Hurşit Güneş

Hurşit Güneş

hgunes@milliyet.com.tr

Tüm Yazıları
Haberin Devamı



Dalgalı kur sistemine dayalı program başladığından bu yana, Merkez Bankası (MB) enflasyon hedeflemesine geçeceğini belirtiyor. Parasal hedefleme ile kura dayalı istikrar programının denendiğini, elde bir tek enflasyon hedeflemesinin kaldığını savunan MB, aradan üç yıl geçmesine rağmen, bir türlü bu politikaya geçemiyor. Üstü kapalı biçimde bu politikayı sürdürse de, enflasyon hedeflemesinin özü kamuya açık olması.
Enflasyon hedeflemesi (EF) basit anlatımıyla; para otoritesinin düzenli biçimde enflasyon hedeflerini açıklaması ve beklentilerini aşağıya doğru biçimlendirmeye çalışması. Tabii enflasyonun temel etmeni eğer beklentilerse. Bunu yaparken hem çok ciddi bir saygılığa sahip olması gerekiyor, hem de maliye politikasında çok sıkı bir disiplinin izlenmesi. Özetle, kolay iş değil EF. Genellikle düşük enflasyonlu ve gelişmiş ekonomilerde başarılı oluyor.
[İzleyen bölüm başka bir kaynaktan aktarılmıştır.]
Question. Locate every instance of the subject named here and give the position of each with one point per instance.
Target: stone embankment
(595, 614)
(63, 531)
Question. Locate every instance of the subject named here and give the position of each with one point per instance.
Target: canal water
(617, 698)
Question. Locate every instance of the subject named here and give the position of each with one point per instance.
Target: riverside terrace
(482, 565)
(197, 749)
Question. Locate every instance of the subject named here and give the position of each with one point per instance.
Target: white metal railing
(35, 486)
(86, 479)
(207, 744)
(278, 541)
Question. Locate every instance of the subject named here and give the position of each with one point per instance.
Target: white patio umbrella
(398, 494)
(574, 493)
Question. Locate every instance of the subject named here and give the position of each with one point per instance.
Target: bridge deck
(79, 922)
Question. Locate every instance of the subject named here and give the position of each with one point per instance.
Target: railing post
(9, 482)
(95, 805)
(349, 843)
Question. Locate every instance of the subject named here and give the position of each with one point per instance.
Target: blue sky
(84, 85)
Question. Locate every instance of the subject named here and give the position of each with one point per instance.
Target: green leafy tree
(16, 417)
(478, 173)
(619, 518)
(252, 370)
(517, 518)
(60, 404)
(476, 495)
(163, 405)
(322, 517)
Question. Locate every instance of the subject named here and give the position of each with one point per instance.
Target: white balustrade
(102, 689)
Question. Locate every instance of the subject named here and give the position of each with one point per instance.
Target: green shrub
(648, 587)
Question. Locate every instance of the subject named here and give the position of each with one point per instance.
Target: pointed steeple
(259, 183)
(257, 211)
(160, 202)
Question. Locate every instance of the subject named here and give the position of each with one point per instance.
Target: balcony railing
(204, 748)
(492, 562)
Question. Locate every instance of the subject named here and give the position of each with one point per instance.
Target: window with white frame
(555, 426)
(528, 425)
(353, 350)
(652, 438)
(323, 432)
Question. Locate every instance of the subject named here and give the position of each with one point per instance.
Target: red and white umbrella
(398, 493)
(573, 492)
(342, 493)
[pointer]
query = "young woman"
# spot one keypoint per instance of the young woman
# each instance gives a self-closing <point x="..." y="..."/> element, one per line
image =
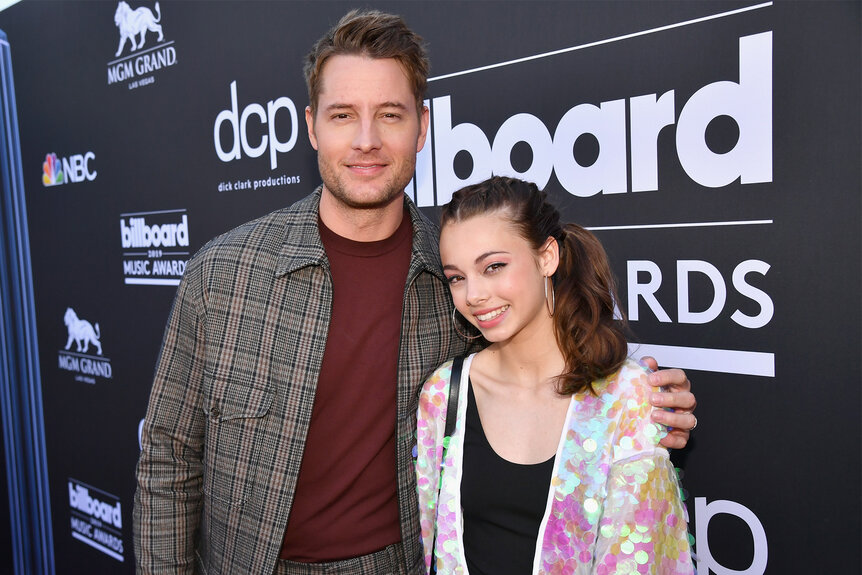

Bir süre önce IMF tarafından bir araştırma yayımlandı. Laurence Ball ve Niamh Sheridan tarafından ele alınan bu çalışmada EF'nin başarısı sorgulanıyordu. 1990'lı yıllarda 20 sanayileşmiş ülkenin 7'si (Avustralya, Kanada, Finlandiya, Yeni Zelanda, İspanya, İsveç ve İngiltere) bu politikayı sınarken, 13 ülke ise (Avusturya, Belçika, Danimarka, Fransa, Almanya, İrlanda, İtalya, Japonya, Hollanda, Norveç, Portekiz, İsviçre ve ABD) bu politikaya yanaşmamıştı. Gerçi daha sonra İsviçre ve Norveç de EF'yi uygulamaya başladı.
EF'nin en önemli tarafı kamuya yapılan açıklama. Hangi sıklıkla ve hangi süre için bu açıklamaların yapılacağı da önemli. Gelişmekte olan veya enflasyonu yüksek olan ülkelerde EF'nin başarısının hayli sınırlı kaldığı biliniyor. Buna rağmen EF uygulandığında iki grup ekonomi arasında zamanla buluşma (convergence) etkisi yarattığını savunanlar da var. İlginçtir; farklı ekonomik istikrar programları uygulayıp, bir türlü sonuç elde edemeyen ülkeler EF'ye geçtiklerinde, ilk kez uygulayanlara göre daha başarılı oluyorlarmış. Ancak bunun nedenini doğru algılamak gerek. Olasılıkla para otoriteleri son umut diye EF'ye sarılıyorlar. Bu nedenle EF en olumsuz dönemle karşılaştırılıyor. EF'nin, enflasyonun yanı sıra büyümeye ve faiz oranlarına olumlu etkisi belirtilir. Oysa araştırmacılar bu savların pek güçlü olmadığını savunuyor. Çünkü EF'ye geçen ülkelerde büyüme genellikle yükselse bile, ülkeden ülkeye sonuçlar çok değişiyor.
Faizlere gelince. Malum kısa vadeli faizleri para politikası, uzun vadeli faizleri ise enflasyon beklentileri belirliyor. Oysa araştırmacılar OECD ülkelerinin bono faizlerine baktıklarında ilişkisiz oranlar görmüşler. Hatta EF uygulamayan ülkelerin faizleri aksine daha düşükmüş. Bu ülkelerde kısa vadeli faizlerin oynaklığının da daha az olduğu görülmüş. Kısacası, araştırmacılar EF'nin temel şartları olan MB'nin bağımsızlığı ve kamuoyu açıklamalarının pek bir yararı olmadığı kanısına varmışlar.
Ama bu şartların zararının da olmadığı aşikar! Üstelik EF uygulayıp çok başarılı sonuçlar alan ülkeler de az değil. Şimdi düşünüyoruz da; acaba bizde MB bu araştırmayı duydu ya da okudu da, ondan mı açık bir EF'den kaytarmaya karar verdi? Umarız öyle değildir.